Sur la page Facebook de L'assassinat du président, on affirme que c'est «la première pièce à semer la controverse depuis Le Tartuffe de Molière! On n'avait pas à remonter aussi loin dans le temps. En 1994, Michel Tremblay a écrit En circuit fermé, un pamphlet au vitriol contre le milieu de la télévision qui avait secoué bien des ego médiatiques. Ici, la controverse porte sur le titre d'origine (L'assassinat de Gilles Duceppe). Or, monsieur Duceppe n'est pas la seule personnalité publique égratignée dans cette brillante satire de la société québécoise et de ses moeurs politiques.

À l'instar d'En circuit fermé, ce n'est pas exactement une «pièce» que signent Olivier Morin et Guillaume Tremblay, plutôt un brûlot futuriste inspiré de l'actualité, qu'on présente encore trois soirs dans le cadre du Zoofest. Les deux auteurs sont sur scène avec leurs merveilleux complices (le concepteur sonore Navet Confit et les interprètes Mathieu Quesnel et Catherine LeGresley) pour défendre ce spectacle qui rappelle les radio-théâtres d'antan, avec textes en mains, microphones et bruitage en studio.

Bien sûr, il y est question de l'ex-chef du Bloc. Après son «assassinat» politique en 2011, Gilles Duceppe a pris sa retraite en Suisse. Nous sommes en 2022 et - malgré les référendums répétés - le Québec n'est toujours pas souverain. La province vit dans un statu quo nourri de peur, d'indécision et d'un appauvrissement culturel: plusieurs artistes se sont exilés; dans les théâtres, on produit uniquement des comédies musicales; et la chroniqueuse économique du Journal de Montréal, Natalie Elgraby-Lévy, est devenue ministre de la Culture!).

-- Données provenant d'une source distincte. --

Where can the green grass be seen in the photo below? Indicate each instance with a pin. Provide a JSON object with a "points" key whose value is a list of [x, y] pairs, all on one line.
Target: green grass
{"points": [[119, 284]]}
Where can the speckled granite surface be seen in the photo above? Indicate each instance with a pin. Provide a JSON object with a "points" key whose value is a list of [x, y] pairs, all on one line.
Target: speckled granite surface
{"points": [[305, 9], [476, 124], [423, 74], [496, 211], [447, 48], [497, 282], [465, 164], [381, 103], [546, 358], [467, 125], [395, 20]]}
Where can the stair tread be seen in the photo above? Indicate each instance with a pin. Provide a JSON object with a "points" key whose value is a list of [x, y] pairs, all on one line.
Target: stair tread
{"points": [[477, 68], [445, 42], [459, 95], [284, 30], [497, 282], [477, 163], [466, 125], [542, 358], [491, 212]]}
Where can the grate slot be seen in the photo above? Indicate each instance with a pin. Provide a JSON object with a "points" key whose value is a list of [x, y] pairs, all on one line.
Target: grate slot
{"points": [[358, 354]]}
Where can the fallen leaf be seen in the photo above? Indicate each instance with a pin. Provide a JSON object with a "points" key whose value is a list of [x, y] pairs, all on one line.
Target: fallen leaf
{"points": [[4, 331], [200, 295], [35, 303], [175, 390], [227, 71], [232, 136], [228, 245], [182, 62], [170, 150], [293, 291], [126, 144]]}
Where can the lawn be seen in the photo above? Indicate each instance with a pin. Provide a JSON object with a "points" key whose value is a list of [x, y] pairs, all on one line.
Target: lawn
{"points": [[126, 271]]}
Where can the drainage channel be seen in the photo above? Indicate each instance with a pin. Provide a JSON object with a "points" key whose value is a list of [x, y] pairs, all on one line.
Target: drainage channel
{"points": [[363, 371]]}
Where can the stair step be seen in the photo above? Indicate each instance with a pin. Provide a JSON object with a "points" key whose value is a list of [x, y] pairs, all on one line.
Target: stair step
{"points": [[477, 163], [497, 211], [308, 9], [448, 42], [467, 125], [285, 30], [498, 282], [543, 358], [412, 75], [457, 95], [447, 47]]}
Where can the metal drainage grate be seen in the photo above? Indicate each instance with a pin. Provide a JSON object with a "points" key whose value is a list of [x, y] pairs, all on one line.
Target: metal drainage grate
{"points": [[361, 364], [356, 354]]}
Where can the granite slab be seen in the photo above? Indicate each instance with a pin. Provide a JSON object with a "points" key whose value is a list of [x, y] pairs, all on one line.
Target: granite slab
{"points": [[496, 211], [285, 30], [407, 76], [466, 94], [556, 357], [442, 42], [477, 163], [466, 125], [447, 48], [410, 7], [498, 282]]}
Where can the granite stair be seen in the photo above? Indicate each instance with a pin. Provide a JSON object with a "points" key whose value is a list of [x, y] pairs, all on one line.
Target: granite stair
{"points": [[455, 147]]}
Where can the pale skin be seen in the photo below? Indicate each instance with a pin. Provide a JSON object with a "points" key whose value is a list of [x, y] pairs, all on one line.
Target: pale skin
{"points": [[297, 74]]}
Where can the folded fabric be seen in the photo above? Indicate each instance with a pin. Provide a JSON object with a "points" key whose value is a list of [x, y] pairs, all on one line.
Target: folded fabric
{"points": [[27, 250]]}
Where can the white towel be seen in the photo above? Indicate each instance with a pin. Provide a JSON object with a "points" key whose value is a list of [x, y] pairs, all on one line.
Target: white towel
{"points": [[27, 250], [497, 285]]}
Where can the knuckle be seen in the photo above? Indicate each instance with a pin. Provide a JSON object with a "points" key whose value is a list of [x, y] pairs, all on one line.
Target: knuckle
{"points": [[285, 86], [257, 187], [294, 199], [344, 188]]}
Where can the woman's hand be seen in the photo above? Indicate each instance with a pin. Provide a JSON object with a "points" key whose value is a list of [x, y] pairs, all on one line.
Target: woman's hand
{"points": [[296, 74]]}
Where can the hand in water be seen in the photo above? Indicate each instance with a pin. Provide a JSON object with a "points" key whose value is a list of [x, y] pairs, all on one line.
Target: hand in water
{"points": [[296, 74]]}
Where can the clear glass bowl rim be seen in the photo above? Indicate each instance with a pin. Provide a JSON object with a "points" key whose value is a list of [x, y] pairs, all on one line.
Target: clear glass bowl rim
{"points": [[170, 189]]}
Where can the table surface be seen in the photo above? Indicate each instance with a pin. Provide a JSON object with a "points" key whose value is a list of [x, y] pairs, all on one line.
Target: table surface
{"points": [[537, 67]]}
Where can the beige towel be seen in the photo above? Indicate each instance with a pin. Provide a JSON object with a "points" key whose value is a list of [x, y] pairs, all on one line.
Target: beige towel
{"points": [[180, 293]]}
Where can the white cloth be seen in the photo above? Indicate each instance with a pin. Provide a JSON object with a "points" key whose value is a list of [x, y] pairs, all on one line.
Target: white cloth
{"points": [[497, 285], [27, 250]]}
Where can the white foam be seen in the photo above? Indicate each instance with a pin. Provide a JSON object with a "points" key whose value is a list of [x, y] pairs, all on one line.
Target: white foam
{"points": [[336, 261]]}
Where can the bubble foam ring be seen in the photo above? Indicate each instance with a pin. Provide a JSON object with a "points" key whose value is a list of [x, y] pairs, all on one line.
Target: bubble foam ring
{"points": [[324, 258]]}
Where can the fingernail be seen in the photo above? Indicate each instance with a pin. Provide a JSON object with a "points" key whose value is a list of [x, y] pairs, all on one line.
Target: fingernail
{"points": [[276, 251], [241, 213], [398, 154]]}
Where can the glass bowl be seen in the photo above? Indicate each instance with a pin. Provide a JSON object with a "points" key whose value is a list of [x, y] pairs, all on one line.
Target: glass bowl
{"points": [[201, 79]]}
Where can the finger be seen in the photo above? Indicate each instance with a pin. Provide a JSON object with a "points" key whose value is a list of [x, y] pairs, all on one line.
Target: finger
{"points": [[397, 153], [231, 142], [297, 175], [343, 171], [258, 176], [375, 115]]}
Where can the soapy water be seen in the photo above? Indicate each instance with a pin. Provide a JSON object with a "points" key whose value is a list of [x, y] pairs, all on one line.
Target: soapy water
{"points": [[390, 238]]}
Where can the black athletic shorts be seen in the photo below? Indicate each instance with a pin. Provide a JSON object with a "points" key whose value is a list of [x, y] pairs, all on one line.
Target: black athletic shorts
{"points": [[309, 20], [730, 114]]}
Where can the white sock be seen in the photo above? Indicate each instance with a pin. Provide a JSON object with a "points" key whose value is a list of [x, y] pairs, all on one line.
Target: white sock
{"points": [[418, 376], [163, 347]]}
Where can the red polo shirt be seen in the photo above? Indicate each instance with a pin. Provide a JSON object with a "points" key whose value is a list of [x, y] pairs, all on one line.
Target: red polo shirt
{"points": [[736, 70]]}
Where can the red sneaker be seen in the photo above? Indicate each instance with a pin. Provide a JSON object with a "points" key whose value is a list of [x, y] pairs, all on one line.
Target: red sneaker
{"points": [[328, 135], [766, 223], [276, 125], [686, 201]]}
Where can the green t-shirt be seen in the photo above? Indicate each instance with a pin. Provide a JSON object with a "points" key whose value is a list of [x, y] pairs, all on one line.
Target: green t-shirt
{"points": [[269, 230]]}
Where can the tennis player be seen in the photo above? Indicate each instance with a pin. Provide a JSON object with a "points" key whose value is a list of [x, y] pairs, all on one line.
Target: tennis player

Écoutant son coeur et les leçons de son défunt père, Jean Duceppe, le leader politique va revenir au Québec pour mener le clan du Oui au référendum. Sur son chemin, il va croiser Pauline Marois et Stéphane Gendron, devenu premier ministre du Canada! Malgré les revers, il va gagner ses épaulettes et devenir président de la République du Québec. Mais des attentats à la souffleuse menacent la vie du nouveau président...

Bon, on vous laisse la surprise de voir ce que les auteurs font «affectueusement» dans leur fiction avec les Mario St-Amand, Serge Postigo, Roy Dupuis et le sort des Nordiques... Car il faut y aller. Ce théâtre d'anticipation représente une heure de bonheur sur Terre. Dans la lignée des Zapartistes, des Cyniques, ou des meilleurs Bye-Bye, les artisans de L'assassinat (qui ont précédemment réalisé Clotaire Rapaille, l'opéra rock) ont du cran, de l'humour, et une bonne dose d'irrévérence.

Ici, le visage de la satire prend un air engagé: leurs allégeances politiques et convictions souverainistes ne font aucun doute. Mais l'intention des auteurs est tout sauf partisane ou gratuite. Entre les lignes, on sent un véritable amour du Québec et une inquiétude face à son avenir.

Comme le veut l'origine latine de la satire, L'assassinat du président «fait rire pour corriger les moeurs». À voir le sourire béat accroché au visage des spectateurs à la sortie de la première, jeudi soir, ce genre de théâtre est, pour certains, aussi exaltant que le son des casseroles qui résonne à la brunante...

Le printemps québécois n'a pas dit son dernier mot.

L'assassinat du président au Théâtre La Chapelle,  du 22 au 24 juillet.